How do you get the ball from your opponent?
Hitting at an opponent’s stick, either to dislodge the ball or to prevent them from gaining possession of it, is allowed in an upward direction only. Riding off is allowed, but crossing, stopping over the ball, or elbowing constitutes fouls. Sandwiching of one player between two others also constitutes a foul. Fouls result in a free throw to the offended side.
What equipment will I need?
Requirements for the rider are a recognised safety helmet and a racquet. For the horse you will need leg wraps and coronet boots. To get started you will little more extra equipment than this.
Where can I play?
In the UK there are clubs situated all around the country. If you want to get more exotic, you could play in the United States, Australia, South Africa and there are many other countries where polocrosse is played.
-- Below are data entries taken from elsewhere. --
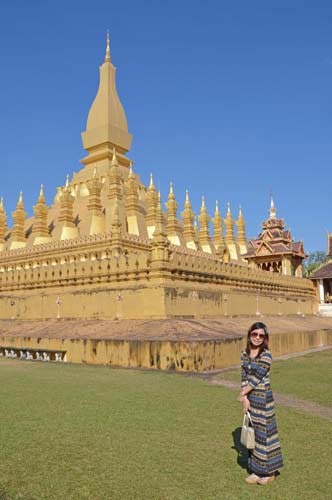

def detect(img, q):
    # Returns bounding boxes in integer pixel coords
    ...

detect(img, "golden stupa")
[0,36,317,319]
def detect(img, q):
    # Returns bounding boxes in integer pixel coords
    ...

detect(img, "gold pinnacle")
[105,30,111,62]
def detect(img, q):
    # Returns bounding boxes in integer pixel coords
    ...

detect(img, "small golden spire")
[111,148,118,166]
[269,192,277,219]
[105,30,111,62]
[128,161,134,177]
[38,184,45,203]
[236,205,246,246]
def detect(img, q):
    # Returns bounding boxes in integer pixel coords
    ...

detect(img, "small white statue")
[43,352,50,361]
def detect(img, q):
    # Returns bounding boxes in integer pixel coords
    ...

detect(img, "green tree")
[304,250,328,277]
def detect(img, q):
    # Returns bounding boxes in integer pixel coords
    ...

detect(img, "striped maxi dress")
[241,349,283,476]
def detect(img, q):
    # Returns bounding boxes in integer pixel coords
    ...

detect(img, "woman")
[240,323,283,484]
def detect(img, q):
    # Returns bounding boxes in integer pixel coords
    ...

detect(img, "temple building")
[310,234,332,316]
[0,37,316,319]
[243,196,307,278]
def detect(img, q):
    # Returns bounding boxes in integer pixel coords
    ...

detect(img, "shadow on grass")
[232,427,250,472]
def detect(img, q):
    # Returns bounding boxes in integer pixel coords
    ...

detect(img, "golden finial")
[38,184,45,202]
[105,30,111,62]
[269,191,277,219]
[111,147,118,165]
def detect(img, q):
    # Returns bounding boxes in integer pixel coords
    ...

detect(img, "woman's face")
[250,328,265,347]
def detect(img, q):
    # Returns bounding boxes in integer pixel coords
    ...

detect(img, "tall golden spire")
[126,163,139,215]
[181,190,196,248]
[198,196,211,253]
[108,148,122,200]
[225,202,235,243]
[166,182,179,244]
[87,167,103,215]
[145,174,158,229]
[0,197,7,250]
[269,193,277,219]
[86,167,106,234]
[10,191,27,248]
[105,30,111,62]
[236,205,246,245]
[32,184,51,245]
[54,175,79,240]
[82,33,132,165]
[212,200,225,252]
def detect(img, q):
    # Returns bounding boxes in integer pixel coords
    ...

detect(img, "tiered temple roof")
[244,196,306,274]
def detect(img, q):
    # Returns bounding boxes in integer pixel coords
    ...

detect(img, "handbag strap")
[243,411,254,427]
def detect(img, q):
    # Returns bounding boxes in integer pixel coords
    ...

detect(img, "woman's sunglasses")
[250,332,265,340]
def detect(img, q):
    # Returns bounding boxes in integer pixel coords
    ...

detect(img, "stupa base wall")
[0,330,332,371]
[0,280,318,320]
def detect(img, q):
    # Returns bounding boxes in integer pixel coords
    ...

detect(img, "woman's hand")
[241,396,250,413]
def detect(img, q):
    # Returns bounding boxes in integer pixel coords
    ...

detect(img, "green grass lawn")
[220,349,332,406]
[0,360,332,500]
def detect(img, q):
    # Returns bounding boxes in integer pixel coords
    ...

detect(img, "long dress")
[241,349,283,476]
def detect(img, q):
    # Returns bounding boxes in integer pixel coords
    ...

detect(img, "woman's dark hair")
[246,321,269,356]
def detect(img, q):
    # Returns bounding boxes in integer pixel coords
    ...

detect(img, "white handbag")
[240,412,255,450]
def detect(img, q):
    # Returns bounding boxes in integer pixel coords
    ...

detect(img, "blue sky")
[0,0,332,251]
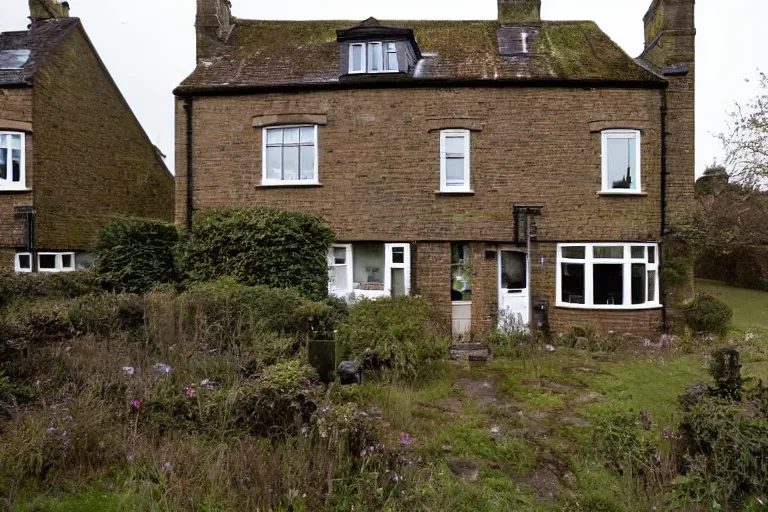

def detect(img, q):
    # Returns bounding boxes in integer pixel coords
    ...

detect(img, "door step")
[451,343,491,361]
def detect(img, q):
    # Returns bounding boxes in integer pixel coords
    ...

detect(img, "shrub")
[683,294,733,334]
[94,217,179,293]
[0,272,103,306]
[182,208,333,300]
[338,297,446,378]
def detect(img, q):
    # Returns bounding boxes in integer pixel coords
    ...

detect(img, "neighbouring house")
[175,0,696,335]
[0,0,174,272]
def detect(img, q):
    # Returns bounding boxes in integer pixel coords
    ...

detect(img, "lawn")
[696,279,768,331]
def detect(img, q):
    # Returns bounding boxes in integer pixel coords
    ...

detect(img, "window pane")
[352,243,385,290]
[331,265,351,290]
[607,138,637,190]
[283,145,299,180]
[445,158,464,186]
[501,251,528,290]
[38,254,56,270]
[333,247,347,265]
[301,126,315,144]
[350,45,363,71]
[299,146,315,180]
[18,254,32,270]
[563,245,587,260]
[392,247,405,263]
[267,128,283,144]
[632,263,647,304]
[267,146,283,180]
[368,43,381,71]
[392,268,405,297]
[562,263,584,304]
[592,264,624,304]
[593,246,624,259]
[283,128,299,144]
[445,137,464,156]
[11,149,21,183]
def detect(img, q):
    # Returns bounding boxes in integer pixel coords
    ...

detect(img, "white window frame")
[328,243,411,299]
[261,124,320,187]
[384,244,411,297]
[555,242,661,310]
[348,41,400,75]
[0,130,27,191]
[13,252,34,273]
[349,43,368,75]
[440,129,472,193]
[37,252,77,273]
[601,130,643,195]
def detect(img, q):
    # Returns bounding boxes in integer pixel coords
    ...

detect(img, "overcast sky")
[0,0,768,174]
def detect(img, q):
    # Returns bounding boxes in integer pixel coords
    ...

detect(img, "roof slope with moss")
[0,18,80,86]
[176,19,665,93]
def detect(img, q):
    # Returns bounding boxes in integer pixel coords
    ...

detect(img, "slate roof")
[0,18,80,86]
[176,19,666,94]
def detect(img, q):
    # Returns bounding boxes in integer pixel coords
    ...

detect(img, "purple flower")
[153,363,171,375]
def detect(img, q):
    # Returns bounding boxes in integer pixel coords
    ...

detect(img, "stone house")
[175,0,696,334]
[0,0,174,272]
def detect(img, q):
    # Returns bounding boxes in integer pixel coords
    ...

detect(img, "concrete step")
[451,343,491,361]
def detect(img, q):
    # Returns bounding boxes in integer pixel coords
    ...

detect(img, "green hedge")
[94,217,179,293]
[181,208,333,300]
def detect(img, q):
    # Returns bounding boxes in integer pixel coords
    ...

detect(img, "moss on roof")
[179,19,664,92]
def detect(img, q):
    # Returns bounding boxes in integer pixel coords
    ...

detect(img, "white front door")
[499,250,531,330]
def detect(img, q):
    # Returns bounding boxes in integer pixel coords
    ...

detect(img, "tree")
[718,73,768,189]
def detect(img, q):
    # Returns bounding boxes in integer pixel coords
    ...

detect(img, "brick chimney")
[496,0,541,23]
[195,0,233,62]
[643,0,696,68]
[29,0,69,21]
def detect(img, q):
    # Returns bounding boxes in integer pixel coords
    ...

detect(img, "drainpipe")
[658,89,668,332]
[184,96,195,234]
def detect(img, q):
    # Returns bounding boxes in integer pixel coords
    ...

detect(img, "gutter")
[657,89,668,332]
[184,96,195,234]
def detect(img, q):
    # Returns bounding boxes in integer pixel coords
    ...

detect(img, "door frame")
[496,245,533,329]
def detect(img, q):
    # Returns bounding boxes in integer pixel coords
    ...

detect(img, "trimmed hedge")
[181,208,333,300]
[94,217,179,293]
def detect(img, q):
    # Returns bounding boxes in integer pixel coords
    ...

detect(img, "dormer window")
[349,41,399,74]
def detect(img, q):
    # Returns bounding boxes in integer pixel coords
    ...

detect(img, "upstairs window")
[440,130,471,192]
[602,130,642,194]
[349,42,399,74]
[557,243,660,309]
[0,132,26,190]
[261,126,318,185]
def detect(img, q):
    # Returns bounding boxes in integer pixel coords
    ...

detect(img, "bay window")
[557,243,660,309]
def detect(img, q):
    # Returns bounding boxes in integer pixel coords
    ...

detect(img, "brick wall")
[34,24,174,250]
[177,88,661,241]
[0,87,34,271]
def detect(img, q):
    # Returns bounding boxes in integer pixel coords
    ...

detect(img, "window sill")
[555,302,663,311]
[435,189,475,196]
[597,190,648,197]
[254,183,323,189]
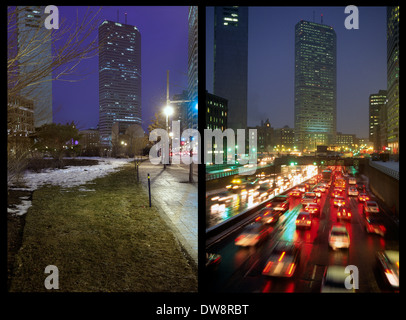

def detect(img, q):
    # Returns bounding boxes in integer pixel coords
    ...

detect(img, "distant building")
[187,6,199,129]
[17,6,53,127]
[272,126,295,151]
[294,20,337,151]
[79,129,100,156]
[213,6,248,130]
[7,97,34,137]
[245,119,274,154]
[386,6,400,154]
[335,132,358,149]
[205,91,228,131]
[99,20,141,148]
[369,90,386,150]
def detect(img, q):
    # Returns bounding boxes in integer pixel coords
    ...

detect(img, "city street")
[206,169,399,292]
[139,160,198,266]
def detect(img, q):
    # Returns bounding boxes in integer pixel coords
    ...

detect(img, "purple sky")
[52,6,188,129]
[206,7,387,137]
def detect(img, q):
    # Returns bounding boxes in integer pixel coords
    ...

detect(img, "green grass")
[10,165,197,292]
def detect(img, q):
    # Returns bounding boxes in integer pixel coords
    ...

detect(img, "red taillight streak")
[278,251,285,262]
[287,263,295,275]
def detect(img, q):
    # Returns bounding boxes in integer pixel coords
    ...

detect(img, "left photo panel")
[7,5,200,293]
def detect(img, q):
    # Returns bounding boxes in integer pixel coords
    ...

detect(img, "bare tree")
[7,6,101,181]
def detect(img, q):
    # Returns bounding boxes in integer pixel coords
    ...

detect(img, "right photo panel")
[205,5,399,293]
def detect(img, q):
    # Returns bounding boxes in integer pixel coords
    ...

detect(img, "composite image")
[4,4,400,308]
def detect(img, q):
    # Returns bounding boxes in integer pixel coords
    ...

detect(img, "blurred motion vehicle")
[333,196,345,207]
[301,192,317,205]
[303,203,320,216]
[337,207,352,220]
[210,191,236,203]
[364,214,386,237]
[358,192,369,202]
[262,241,300,277]
[206,252,221,269]
[348,186,358,196]
[295,211,312,229]
[321,266,355,293]
[271,194,289,212]
[376,250,399,289]
[235,222,269,247]
[363,201,379,214]
[289,189,302,198]
[255,207,281,224]
[328,224,350,250]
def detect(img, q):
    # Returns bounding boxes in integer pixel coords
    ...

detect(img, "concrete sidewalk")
[139,160,198,267]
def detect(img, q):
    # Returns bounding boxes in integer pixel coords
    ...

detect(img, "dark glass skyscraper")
[99,20,141,147]
[295,20,337,151]
[213,6,248,130]
[387,6,399,153]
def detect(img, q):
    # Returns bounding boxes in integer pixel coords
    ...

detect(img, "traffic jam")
[206,166,399,293]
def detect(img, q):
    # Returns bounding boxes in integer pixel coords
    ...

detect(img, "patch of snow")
[7,200,32,216]
[11,157,133,191]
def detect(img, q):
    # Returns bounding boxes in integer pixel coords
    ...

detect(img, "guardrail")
[369,160,399,180]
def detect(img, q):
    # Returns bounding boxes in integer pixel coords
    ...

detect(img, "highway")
[205,168,399,292]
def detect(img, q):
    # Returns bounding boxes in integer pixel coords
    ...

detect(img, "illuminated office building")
[387,6,399,153]
[213,6,248,130]
[294,20,337,151]
[99,20,141,147]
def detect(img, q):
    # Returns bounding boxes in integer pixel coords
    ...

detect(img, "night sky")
[206,7,387,138]
[53,6,188,130]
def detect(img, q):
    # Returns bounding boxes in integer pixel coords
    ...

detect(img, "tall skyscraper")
[16,6,52,127]
[99,20,141,147]
[295,20,337,151]
[387,6,399,153]
[369,90,386,150]
[187,6,198,129]
[213,6,248,130]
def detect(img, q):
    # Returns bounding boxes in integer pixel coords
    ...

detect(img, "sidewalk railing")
[369,160,399,180]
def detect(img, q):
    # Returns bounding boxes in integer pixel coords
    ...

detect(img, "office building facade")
[294,20,337,151]
[187,6,199,129]
[99,20,141,148]
[368,90,386,150]
[213,6,248,130]
[387,6,399,154]
[16,6,53,127]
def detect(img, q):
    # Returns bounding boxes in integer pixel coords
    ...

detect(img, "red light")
[262,261,272,273]
[288,263,295,275]
[278,251,285,262]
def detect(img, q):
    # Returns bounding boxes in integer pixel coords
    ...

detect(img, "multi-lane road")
[206,168,399,292]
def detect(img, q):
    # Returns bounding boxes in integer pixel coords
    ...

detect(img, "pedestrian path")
[139,160,198,266]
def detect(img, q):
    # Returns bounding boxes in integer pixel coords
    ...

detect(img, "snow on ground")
[7,157,133,216]
[18,157,133,190]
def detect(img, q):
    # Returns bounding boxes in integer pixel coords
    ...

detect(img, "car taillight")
[286,263,295,275]
[262,261,272,273]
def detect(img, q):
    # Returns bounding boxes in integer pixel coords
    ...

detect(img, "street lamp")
[164,104,173,169]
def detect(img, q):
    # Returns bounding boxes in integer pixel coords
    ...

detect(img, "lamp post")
[163,104,173,169]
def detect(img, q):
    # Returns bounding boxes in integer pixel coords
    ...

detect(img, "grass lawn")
[10,165,197,292]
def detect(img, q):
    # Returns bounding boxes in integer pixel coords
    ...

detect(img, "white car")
[328,224,350,250]
[364,201,379,213]
[321,266,355,293]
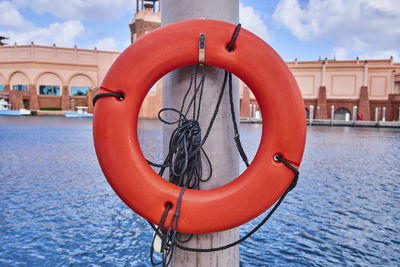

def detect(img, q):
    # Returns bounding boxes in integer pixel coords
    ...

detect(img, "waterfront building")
[0,0,400,121]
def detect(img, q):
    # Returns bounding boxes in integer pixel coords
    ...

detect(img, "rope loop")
[226,23,242,52]
[93,93,125,107]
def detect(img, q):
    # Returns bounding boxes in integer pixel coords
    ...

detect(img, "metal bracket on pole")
[199,33,206,65]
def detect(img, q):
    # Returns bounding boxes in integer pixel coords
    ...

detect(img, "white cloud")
[2,20,85,47]
[331,47,347,60]
[360,50,400,61]
[13,0,136,21]
[272,0,400,60]
[0,1,33,30]
[239,3,270,41]
[90,37,120,51]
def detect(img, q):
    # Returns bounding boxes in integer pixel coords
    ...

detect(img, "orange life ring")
[93,20,306,233]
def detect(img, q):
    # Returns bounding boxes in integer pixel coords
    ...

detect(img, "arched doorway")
[333,108,351,121]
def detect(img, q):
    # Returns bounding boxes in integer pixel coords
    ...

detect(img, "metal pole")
[308,105,314,126]
[161,0,239,267]
[375,108,379,123]
[249,104,253,121]
[353,106,357,126]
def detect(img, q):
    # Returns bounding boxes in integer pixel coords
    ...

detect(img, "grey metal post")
[161,0,239,267]
[249,104,253,121]
[382,107,386,122]
[353,106,357,126]
[375,108,379,123]
[308,105,314,125]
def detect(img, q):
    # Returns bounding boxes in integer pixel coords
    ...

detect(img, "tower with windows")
[129,0,161,43]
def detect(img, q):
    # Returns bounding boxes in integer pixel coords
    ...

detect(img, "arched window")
[69,74,93,96]
[10,72,29,92]
[37,72,62,95]
[333,108,350,121]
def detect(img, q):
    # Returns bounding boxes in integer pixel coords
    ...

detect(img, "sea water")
[0,117,400,266]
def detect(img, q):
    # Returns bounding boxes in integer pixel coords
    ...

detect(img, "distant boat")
[0,97,31,116]
[65,112,93,118]
[64,106,93,118]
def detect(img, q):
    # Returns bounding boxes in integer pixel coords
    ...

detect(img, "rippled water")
[0,117,400,266]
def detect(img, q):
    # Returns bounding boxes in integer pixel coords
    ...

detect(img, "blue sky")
[0,0,400,62]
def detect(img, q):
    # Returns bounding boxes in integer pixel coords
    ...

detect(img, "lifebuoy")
[93,20,306,234]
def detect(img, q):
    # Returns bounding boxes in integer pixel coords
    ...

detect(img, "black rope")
[149,155,299,255]
[93,93,125,106]
[226,23,242,52]
[147,65,231,190]
[149,187,186,267]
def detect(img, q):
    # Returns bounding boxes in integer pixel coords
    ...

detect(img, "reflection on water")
[0,117,400,266]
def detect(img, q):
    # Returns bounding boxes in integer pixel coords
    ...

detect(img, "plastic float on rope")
[93,20,306,234]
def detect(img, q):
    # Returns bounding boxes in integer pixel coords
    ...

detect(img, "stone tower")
[129,0,161,43]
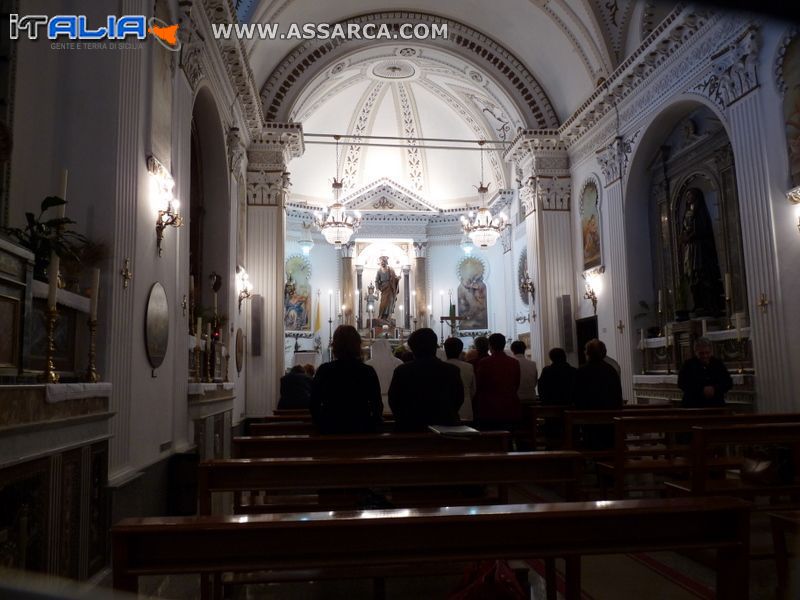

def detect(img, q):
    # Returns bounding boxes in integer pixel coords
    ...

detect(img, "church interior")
[0,0,800,600]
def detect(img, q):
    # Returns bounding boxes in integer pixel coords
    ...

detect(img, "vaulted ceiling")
[238,0,674,208]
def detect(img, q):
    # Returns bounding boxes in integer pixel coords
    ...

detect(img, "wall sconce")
[786,185,800,231]
[147,156,183,256]
[236,267,253,314]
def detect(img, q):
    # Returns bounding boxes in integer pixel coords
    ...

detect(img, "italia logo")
[9,14,181,52]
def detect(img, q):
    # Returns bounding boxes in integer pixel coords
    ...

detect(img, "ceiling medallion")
[372,59,416,81]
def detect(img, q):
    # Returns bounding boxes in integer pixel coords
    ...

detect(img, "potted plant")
[5,196,89,281]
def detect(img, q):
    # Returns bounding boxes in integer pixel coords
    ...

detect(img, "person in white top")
[511,341,539,403]
[444,338,475,423]
[366,340,403,406]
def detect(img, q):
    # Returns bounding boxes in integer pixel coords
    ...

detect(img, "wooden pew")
[564,405,731,459]
[232,431,510,458]
[597,409,800,498]
[666,416,800,499]
[198,452,580,515]
[111,498,750,600]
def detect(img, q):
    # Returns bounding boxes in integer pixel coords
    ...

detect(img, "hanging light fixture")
[314,135,361,250]
[461,140,508,248]
[297,223,314,256]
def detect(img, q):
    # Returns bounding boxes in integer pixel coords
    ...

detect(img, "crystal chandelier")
[314,135,361,250]
[461,140,508,248]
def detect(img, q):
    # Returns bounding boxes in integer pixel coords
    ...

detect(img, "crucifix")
[119,258,133,289]
[758,292,769,314]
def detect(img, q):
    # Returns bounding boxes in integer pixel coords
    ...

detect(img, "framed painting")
[283,255,311,332]
[458,256,489,331]
[580,179,603,271]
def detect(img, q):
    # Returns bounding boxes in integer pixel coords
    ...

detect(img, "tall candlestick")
[89,268,100,321]
[47,252,61,310]
[55,169,69,219]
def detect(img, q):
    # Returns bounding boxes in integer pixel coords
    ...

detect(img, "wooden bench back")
[691,415,800,494]
[564,406,730,450]
[232,431,510,458]
[198,452,580,514]
[111,498,750,600]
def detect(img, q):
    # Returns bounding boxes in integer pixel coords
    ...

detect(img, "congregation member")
[473,333,522,430]
[366,339,403,402]
[444,337,475,423]
[389,327,464,431]
[511,340,539,404]
[278,365,311,410]
[467,335,489,369]
[678,338,733,408]
[538,348,578,406]
[311,325,383,433]
[574,338,622,450]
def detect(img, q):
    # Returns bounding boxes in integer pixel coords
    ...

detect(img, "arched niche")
[625,100,747,366]
[189,87,231,316]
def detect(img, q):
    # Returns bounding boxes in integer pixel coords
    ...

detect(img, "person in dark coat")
[678,338,733,408]
[574,339,622,450]
[389,327,464,431]
[278,365,311,410]
[311,325,383,433]
[538,348,578,406]
[472,333,522,430]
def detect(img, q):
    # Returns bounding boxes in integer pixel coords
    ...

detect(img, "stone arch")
[261,11,559,129]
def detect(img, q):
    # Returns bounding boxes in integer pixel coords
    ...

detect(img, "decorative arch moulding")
[261,11,559,129]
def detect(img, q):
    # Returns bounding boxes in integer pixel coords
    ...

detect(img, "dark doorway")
[575,316,597,365]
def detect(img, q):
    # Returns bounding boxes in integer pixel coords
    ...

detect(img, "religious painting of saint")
[458,256,489,331]
[581,181,602,271]
[283,256,311,331]
[783,35,800,186]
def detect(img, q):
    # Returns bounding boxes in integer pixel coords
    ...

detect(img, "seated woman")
[278,365,311,410]
[311,325,383,433]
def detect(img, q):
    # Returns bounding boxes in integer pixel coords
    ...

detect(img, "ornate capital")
[692,27,760,109]
[597,131,639,187]
[247,170,291,206]
[226,127,245,174]
[247,123,305,167]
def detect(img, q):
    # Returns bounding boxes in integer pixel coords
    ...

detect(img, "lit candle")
[47,252,61,310]
[89,268,100,321]
[55,169,69,219]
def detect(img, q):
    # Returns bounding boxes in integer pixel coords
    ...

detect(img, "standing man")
[678,338,733,408]
[473,333,522,429]
[444,338,475,423]
[389,327,464,431]
[375,256,400,321]
[511,340,539,404]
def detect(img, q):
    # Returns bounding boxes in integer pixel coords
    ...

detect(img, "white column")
[598,179,633,401]
[728,93,797,412]
[104,0,148,483]
[245,123,304,416]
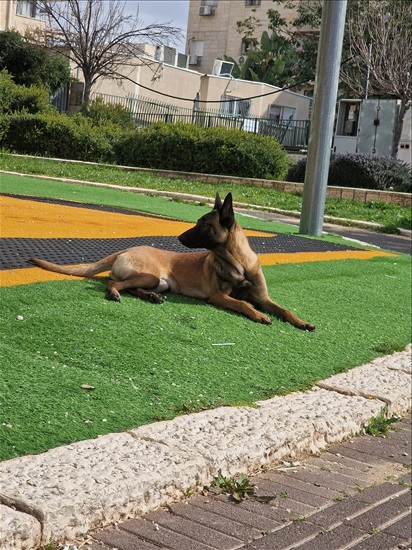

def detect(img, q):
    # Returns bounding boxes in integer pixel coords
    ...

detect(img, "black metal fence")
[92,93,309,149]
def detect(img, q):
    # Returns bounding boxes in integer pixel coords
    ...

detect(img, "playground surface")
[0,179,411,550]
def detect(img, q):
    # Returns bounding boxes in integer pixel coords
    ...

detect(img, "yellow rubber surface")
[0,196,396,286]
[0,196,273,239]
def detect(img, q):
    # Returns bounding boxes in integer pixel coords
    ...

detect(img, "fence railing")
[92,93,309,149]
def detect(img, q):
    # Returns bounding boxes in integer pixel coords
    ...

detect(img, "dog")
[30,193,315,331]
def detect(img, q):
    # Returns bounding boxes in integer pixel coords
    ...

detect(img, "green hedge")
[0,70,52,115]
[0,112,121,162]
[116,122,288,179]
[287,153,412,193]
[0,106,288,180]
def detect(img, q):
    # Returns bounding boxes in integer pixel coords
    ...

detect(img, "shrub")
[286,158,306,183]
[116,122,288,179]
[328,153,412,192]
[0,31,71,91]
[0,71,52,114]
[0,112,118,162]
[287,153,412,193]
[81,98,135,130]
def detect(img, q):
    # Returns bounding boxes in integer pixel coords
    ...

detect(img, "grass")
[364,407,400,437]
[0,177,411,460]
[0,153,412,232]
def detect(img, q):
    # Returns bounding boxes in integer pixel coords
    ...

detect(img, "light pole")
[299,0,347,236]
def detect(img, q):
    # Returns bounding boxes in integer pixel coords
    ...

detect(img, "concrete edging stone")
[0,345,412,550]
How often is polocrosse played?
Clubs get together on a regular basis for practice. The season starts in May and finishes in September. During that time there is often a tournament-taking place every weekend somewhere in the UK. The major event of the year is the Club National Championships and the Inter-Regional Championships.
Is it expensive to play?
Polocrosse is relative to many other horse sports and horses themselves are not often cheap to keep! Membership of the UKPA is not too expensive, and there are a variety of rates and discounts. A new racquet and ball will cost around £100, however most clubs will let you use theirs until you are ready to make an investment. Most people already have appropriate headgear, leg wraps, etc already in their tack room!